Haşim Hocam bunları anlatırken; onunla birlikte aynı duygu sağanağını ben de yaşadım.
“İşte adamlık, işte dostluk böyle bir şey Hocam… Bu özellik ve güzellik, Sayın Vali’mde fazlaca var… Benim rahatsızlığımda da benzeri dostluğu gösterdi…” dedim.
Doğrulayıp, onayladık birbirimizi…
* * *
Sayın Gökçe’nin Alanya Kaymakamı olduğu dönemde, birlikte çalıştığı (içinde benim de olduğum) kurum amirlerinden oluşan, bir grubumuz var.
Bu gruptaki arkadaşlarımızla, whatsapp aracılığıyla haberleşip, yazışıyor, zaman zaman da bir yemekte bir araya geliyor, eski günleri yad ediyoruz.
Cengiz Bey, gerek o yazışmalarda, gerekse birlikte olduğumuz anlarda, acılı tanışları tek tek bildiriyor hepimize; ve soruyor “falancanın cenazesi vardı ya da falancanın şöyle bir rahatsızlığı var.
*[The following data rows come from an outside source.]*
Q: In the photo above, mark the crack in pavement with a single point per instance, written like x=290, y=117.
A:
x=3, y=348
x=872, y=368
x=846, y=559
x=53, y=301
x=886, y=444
Aradınız mı?” diye.
Böyle bir şey işte adam gibi adam olmak.
Böyle bir şey işte yüreğinde herkese yetecek kadar sevgi taşımak.
Ve…
Ve böyle bir şey işte Cengiz Gökçe olmak.
Alanyalı, o nedenle‘Efsane Kaymakam’ olarak anıyor kendisini.
Ve o nedenle seviyor ve sayıyor…
Yazarın Özel Notu:
Bu yazıyı, Sayın Cengiz Gökçe’ye övgü düzmek için değil; verilen selamı almamak için insanları görmezden gelen, alçak dağları ben yarattım havasında kasım kasım kasılan günümüzün çömez bürokratlarına örnek olsun diye kaleme aldım…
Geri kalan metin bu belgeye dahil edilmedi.